The eBPF -3 uprobes

A gentle introduction to userspace instrumentation

Before we start, I want to highlight the difference between bpftrace and eBPF programs.

eBPF Programs: eBPF programs are a bit more complex and require writing two separate sections of code - one for userspace, and one for kernel space. These programs are not limited to tracing, and can be used for any number of tasks ranging from performance enhancing to deep security.

bpftrace : It is focused solely on tracing and abstracts away a lot of the complexity, allowing us to get started instrumenting and tracing right out of the box with an easy scripting language.

Alright - now that we have that out of the way, let's look at some userspace instrumentation. We'll cover uprobe and uretprobe.
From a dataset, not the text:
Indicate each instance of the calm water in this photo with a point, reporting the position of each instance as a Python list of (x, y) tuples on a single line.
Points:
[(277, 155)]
These allow us to instrument the beginning and end(return) of a user-level function execution respectively. i.e uprobe will instrument the beginning, and uretprobe - as the name suggests - will instrument the end.

What is instrumentation and why would we want to instrument?

In this blog series, I will intentionally digress from the core subject to provide the reader with a broader understanding. Instrumentation refers to the process of adding monitoring and measuring capabilities to a program. Think of it like a debugger, but instead of something like gdb which pauses the execution of a program to allow an engineer to debug/change anything in the process flow, uprobe based instrumentation happens purely in runtime - execution is not paused. In the context of a uprobe, when the specified instruction is called (the start of the function) the probe temporarily redirects execution to a specified handler (in this case the eBPF program). We can then collect data from the system at this point, modify the process state, or even change the instruction entirely. As discussed earlier, using bpftrace will limit us to tracing and reading the system state at these points. Instrumenting code in this way adds a performance cost. Let's move on.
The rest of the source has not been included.